Peu de distressed M&A
Fragilisées, certaines sociétés ont été amenées à se rapprocher d’acteurs plus importants. Start-up spécialisée sur l’investissement locatif, Masteos, qui avait enchaîné les levées de fonds dans le passé, a été reprise à la barre par le groupe d’épargne immobilière Novaxia, tandis que le constructeur de maisons AST a vu une partie de ses activités reprises par Hexaom et Trecobat à la suite de plusieurs procédures judiciaires. De telles opérations de distressed M&A sont toutefois assez rares. « Les acquisitions de structures de promotion sont peu nombreuses, car elles impliquent des reprises de personnel et de dettes, explique Philippe Méjean, associé au sein d’Eight Advisory. Les rachats de portefeuilles d’actifs et de projets sont privilégiés de manière opportuniste. » Amundi a par exemple vendu un ensemble de locaux d’activité au fonds américain Blackstone l’été dernier. « Plusieurs exploitants, en recherche de fonds, ont cédé certains de leurs immeubles à un prix parfois décoté, pour se concentrer sur les biens les plus rémunérateurs et pour dégager les moyens financiers pour effectuer les travaux, notamment ceux qui améliorent les qualités énergétiques des actifs », confirme Eric Bouvier.

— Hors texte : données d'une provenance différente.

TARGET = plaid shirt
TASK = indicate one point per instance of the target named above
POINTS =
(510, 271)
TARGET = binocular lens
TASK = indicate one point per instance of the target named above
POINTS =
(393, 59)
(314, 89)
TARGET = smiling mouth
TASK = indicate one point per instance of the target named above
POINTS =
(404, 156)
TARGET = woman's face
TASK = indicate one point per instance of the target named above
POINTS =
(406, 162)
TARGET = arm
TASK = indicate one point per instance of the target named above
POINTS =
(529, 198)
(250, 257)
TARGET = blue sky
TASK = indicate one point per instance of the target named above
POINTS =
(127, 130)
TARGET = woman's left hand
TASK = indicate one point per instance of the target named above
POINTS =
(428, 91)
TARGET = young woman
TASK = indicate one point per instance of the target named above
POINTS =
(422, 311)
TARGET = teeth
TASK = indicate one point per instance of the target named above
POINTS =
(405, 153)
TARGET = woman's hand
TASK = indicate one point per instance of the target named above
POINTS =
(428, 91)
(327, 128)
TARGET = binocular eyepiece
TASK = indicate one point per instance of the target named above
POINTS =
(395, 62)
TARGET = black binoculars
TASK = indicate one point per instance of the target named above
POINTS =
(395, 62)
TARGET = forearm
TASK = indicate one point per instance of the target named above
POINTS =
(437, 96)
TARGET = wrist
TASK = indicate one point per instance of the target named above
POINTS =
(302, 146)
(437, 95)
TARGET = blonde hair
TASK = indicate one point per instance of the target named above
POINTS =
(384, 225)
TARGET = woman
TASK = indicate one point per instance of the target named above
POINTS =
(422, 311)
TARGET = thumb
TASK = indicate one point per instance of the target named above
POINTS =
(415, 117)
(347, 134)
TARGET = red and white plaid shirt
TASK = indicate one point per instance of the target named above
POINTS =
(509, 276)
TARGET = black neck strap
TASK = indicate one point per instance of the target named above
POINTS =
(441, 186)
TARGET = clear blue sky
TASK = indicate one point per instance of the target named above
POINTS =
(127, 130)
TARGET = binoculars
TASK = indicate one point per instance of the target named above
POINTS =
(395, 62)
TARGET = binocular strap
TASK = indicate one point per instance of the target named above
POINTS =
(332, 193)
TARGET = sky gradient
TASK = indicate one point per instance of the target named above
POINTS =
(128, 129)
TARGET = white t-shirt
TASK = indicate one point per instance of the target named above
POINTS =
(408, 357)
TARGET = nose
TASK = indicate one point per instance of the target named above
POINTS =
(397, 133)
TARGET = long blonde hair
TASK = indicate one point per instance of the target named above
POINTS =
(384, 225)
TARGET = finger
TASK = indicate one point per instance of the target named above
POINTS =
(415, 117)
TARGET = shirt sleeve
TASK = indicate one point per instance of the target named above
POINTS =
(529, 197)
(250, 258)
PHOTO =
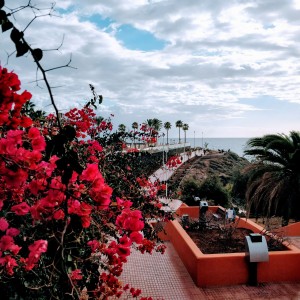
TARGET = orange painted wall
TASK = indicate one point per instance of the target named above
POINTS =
(231, 269)
(292, 229)
(185, 247)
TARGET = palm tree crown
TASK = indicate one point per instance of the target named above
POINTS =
(167, 126)
(274, 182)
(185, 127)
(179, 124)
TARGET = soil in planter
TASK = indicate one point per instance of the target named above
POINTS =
(212, 241)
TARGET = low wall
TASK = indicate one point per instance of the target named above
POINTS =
(230, 269)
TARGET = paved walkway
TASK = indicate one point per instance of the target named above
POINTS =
(165, 277)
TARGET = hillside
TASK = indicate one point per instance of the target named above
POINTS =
(215, 163)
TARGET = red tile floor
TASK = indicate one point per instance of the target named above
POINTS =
(165, 277)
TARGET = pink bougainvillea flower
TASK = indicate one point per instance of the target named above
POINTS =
(136, 237)
(123, 203)
(130, 220)
(38, 144)
(33, 133)
(12, 232)
(21, 209)
(9, 263)
(76, 275)
(36, 249)
(94, 244)
(59, 215)
(3, 224)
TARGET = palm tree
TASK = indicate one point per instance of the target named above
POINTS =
(274, 182)
(167, 126)
(185, 127)
(135, 126)
(155, 126)
(122, 128)
(179, 124)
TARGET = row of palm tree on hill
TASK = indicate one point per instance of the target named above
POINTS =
(156, 125)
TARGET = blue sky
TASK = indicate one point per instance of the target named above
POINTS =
(226, 68)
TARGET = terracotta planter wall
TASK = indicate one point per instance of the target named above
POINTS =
(230, 269)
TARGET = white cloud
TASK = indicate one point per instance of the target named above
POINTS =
(218, 53)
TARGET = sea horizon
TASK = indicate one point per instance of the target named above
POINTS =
(236, 145)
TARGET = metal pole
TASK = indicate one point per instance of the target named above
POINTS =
(163, 150)
(194, 139)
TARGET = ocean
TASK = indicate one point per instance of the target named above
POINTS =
(236, 145)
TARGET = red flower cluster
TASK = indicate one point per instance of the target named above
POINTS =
(173, 162)
(11, 102)
(34, 194)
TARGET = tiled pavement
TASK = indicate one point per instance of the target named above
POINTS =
(165, 277)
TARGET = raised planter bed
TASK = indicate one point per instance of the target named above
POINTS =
(230, 268)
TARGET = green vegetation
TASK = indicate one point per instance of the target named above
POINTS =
(273, 186)
(210, 189)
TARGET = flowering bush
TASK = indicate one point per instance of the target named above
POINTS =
(65, 233)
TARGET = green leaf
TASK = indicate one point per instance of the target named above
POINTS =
(16, 35)
(37, 54)
(6, 26)
(21, 48)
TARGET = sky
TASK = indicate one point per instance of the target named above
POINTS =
(225, 68)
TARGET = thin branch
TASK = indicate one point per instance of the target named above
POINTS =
(67, 65)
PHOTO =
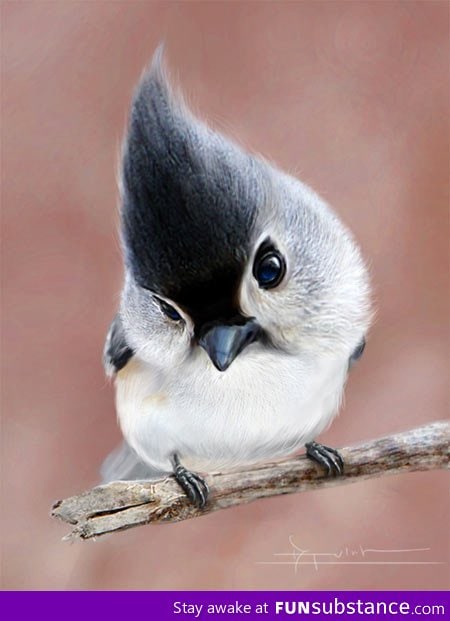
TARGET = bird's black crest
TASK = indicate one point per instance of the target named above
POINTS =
(189, 201)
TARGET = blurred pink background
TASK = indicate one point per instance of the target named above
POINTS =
(352, 97)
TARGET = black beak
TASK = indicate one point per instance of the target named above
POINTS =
(223, 343)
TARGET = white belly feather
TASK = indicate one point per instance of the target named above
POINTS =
(264, 406)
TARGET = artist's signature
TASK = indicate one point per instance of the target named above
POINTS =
(356, 555)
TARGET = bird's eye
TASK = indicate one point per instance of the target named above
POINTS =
(269, 267)
(169, 310)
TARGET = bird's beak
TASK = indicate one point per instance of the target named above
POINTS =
(223, 343)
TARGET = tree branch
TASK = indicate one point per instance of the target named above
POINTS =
(121, 505)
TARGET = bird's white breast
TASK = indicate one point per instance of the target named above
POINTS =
(267, 404)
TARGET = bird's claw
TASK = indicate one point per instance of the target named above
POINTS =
(327, 457)
(194, 486)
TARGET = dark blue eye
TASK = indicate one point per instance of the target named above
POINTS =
(169, 311)
(269, 267)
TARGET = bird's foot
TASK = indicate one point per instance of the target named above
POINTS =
(327, 457)
(192, 484)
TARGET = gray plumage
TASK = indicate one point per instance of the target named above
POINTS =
(205, 227)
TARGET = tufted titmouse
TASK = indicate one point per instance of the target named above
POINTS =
(245, 301)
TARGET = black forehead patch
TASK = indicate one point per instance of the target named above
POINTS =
(189, 202)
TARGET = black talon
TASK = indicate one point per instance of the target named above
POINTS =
(327, 457)
(195, 488)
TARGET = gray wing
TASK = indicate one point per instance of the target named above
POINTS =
(116, 353)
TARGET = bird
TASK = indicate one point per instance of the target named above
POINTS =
(245, 302)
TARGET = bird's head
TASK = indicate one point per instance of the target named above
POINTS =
(225, 254)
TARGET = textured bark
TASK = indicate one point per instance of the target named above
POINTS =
(121, 505)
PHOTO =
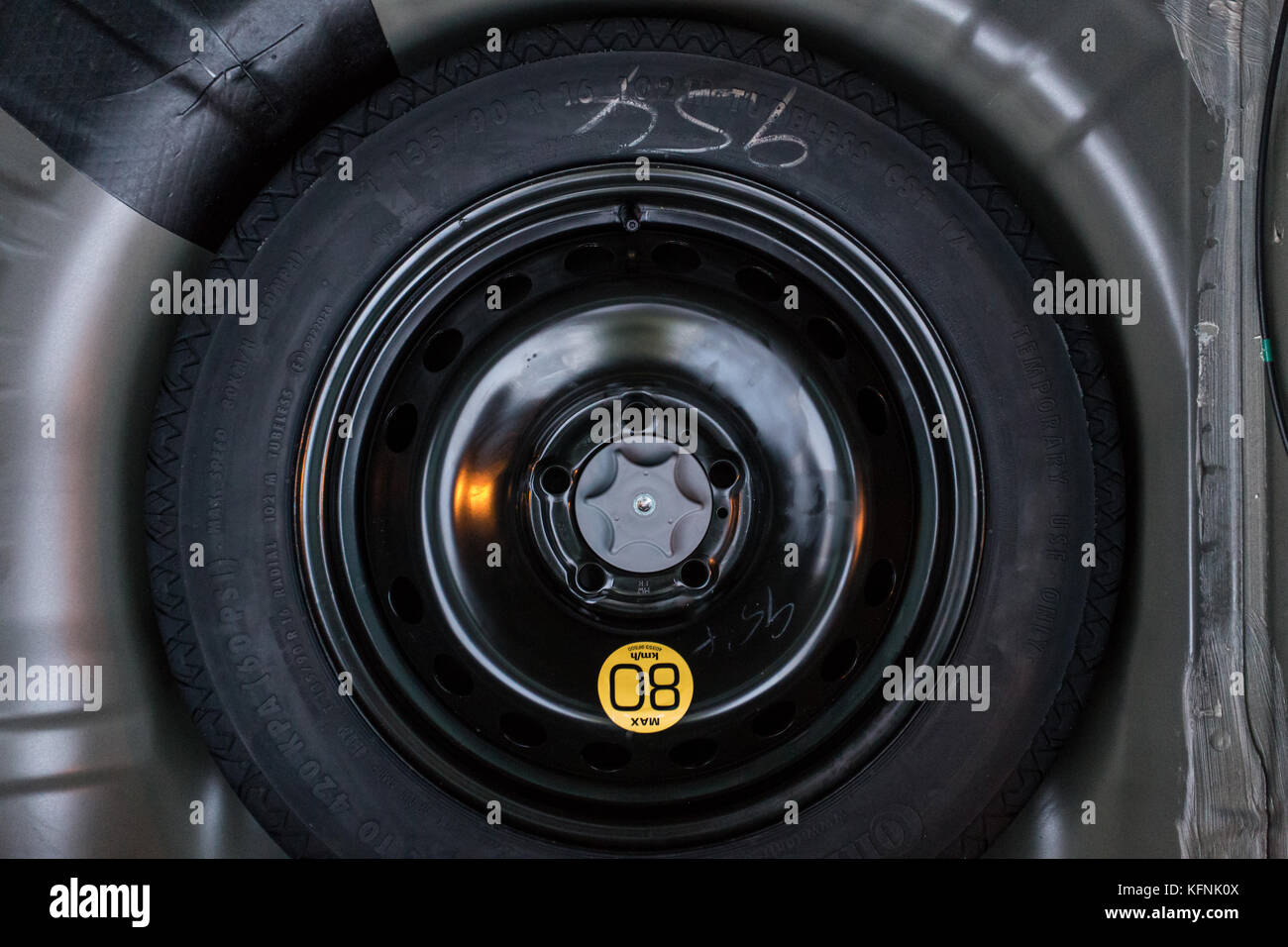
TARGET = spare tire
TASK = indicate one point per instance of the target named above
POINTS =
(400, 579)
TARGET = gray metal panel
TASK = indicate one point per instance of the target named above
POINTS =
(78, 342)
(1113, 145)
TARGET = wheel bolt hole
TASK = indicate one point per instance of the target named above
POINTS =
(555, 480)
(872, 411)
(589, 258)
(675, 257)
(404, 600)
(840, 660)
(722, 474)
(442, 350)
(452, 677)
(591, 578)
(696, 574)
(400, 428)
(880, 582)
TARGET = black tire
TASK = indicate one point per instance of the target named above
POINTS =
(305, 762)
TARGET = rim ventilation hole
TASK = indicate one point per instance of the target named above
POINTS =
(605, 757)
(675, 257)
(591, 578)
(452, 677)
(400, 428)
(840, 660)
(696, 574)
(827, 338)
(522, 731)
(514, 289)
(589, 258)
(442, 350)
(404, 600)
(880, 582)
(872, 411)
(722, 474)
(694, 754)
(774, 719)
(759, 283)
(555, 480)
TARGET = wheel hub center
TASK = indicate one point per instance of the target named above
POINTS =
(643, 506)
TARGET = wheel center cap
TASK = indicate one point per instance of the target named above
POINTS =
(643, 506)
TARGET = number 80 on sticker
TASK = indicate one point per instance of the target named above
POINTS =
(645, 686)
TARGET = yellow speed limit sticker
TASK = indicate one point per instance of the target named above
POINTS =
(645, 686)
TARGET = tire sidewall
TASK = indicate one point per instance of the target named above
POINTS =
(263, 656)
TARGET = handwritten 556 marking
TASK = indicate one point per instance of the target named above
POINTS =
(625, 98)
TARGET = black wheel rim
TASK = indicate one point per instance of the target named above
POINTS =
(468, 427)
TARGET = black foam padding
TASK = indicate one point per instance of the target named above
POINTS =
(185, 138)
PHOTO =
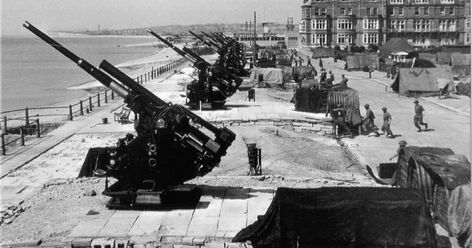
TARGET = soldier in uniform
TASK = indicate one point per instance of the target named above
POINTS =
(418, 118)
(368, 125)
(387, 117)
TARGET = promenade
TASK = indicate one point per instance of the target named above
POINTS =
(223, 211)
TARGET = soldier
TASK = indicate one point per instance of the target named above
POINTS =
(387, 117)
(418, 118)
(368, 125)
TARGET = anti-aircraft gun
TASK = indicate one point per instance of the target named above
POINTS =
(214, 85)
(171, 145)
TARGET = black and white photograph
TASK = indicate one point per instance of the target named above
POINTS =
(235, 124)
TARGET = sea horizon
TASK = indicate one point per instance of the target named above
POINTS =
(34, 74)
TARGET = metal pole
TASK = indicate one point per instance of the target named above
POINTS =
(5, 129)
(70, 113)
(22, 134)
(4, 150)
(38, 134)
(81, 108)
(26, 117)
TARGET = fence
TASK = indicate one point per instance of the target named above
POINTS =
(26, 122)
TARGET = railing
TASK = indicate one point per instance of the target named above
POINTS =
(18, 121)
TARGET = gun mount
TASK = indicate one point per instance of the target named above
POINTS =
(215, 82)
(171, 144)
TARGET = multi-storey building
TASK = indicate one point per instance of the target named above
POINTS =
(428, 22)
(342, 22)
(364, 22)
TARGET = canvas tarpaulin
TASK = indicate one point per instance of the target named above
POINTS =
(270, 75)
(360, 61)
(343, 217)
(412, 81)
(459, 214)
(460, 64)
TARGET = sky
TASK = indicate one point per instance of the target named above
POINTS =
(53, 15)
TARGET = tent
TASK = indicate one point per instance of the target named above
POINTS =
(395, 45)
(343, 217)
(361, 61)
(421, 81)
(274, 76)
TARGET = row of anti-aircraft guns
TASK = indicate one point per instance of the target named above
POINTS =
(172, 144)
(216, 82)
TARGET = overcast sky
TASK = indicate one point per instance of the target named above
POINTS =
(118, 14)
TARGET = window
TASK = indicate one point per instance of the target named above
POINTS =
(344, 38)
(371, 38)
(401, 25)
(344, 24)
(370, 24)
(319, 24)
(417, 25)
(319, 39)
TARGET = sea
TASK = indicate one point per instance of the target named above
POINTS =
(33, 74)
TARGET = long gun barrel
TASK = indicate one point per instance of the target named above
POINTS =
(204, 41)
(180, 52)
(86, 66)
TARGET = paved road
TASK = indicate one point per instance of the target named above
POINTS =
(451, 129)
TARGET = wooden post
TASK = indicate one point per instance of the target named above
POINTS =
(70, 113)
(22, 134)
(26, 117)
(81, 108)
(5, 129)
(4, 150)
(38, 134)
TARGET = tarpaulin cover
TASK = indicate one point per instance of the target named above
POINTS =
(453, 170)
(395, 45)
(422, 80)
(428, 56)
(323, 52)
(359, 61)
(270, 75)
(343, 217)
(97, 158)
(459, 214)
(349, 100)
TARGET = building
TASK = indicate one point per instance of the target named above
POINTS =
(426, 23)
(343, 23)
(363, 22)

Quelques réorientations stratégiques
En parallèle, promoteurs et constructeurs tentent de trouver de nouveaux relais de croissance. « Certains promoteurs se sont recentrés sur la construction de résidence gérée comme les résidences étudiantes, seniors et de tourisme, indique Arthur Cluet, directeur chez BDO. Ce type de projets se mène généralement en partenariat avec un gestionnaire qui permet de fournir un produit d’investissement packagé aux investisseurs/acheteurs, facilitant l’écoulement du stock et fournissant ainsi une sécurité financière supérieure au promoteur. » D’autres optent pour la diversification, à l’image d’Altarea. Le groupe coté développe depuis 2023 une activité d’installation de panneaux photovoltaïques, accélérée l’année dernière par le rachat de Prejeance Industrial, une société gérant des projets photovoltaïques en toitures. Il s’est par ailleurs positionné sur la construction de bâtiments destinés à des data centers, avec l’acquisition en 2022 de Nation Data Center. « L’objectif est de valoriser le savoir-faire en gestion de projets immobiliers sur une activité porteuse », résume Nicolas Chabot, également directeur chez BDO.
Ces projets de diversification restent toutefois marginaux à l’échelle des groupes immobiliers, et ne peuvent, à eux seuls, assurer leur pérennité. « L’écoulement des stocks de logement du cycle précédent a été une priorité entre 2023 et courant 2024, poursuit Nicolas Chabot. Actuellement, les promoteurs s’attachent à développer et commercialiser des offres répondant aux nouveaux critères de marché, à savoir des logements plus abordables et des bureaux adaptés aux modes de travail actuels. » Mais aux dires des différents experts, l’éclaircie n’est pas encore visible. « Les promoteurs ont annulé tous les projets qu’ils estimaient trop risqués ou incertains, pointe Philippe Méjean. Le volume des opérations en cours ou à venir est donc réduit, et ne permet pas une reprise rapide du secteur. » Les professionnels du bâtiment attendent des signaux forts pour inverser ce mouvement, avec une baisse durable des taux d’intérêt et des coups de pouce réglementaires.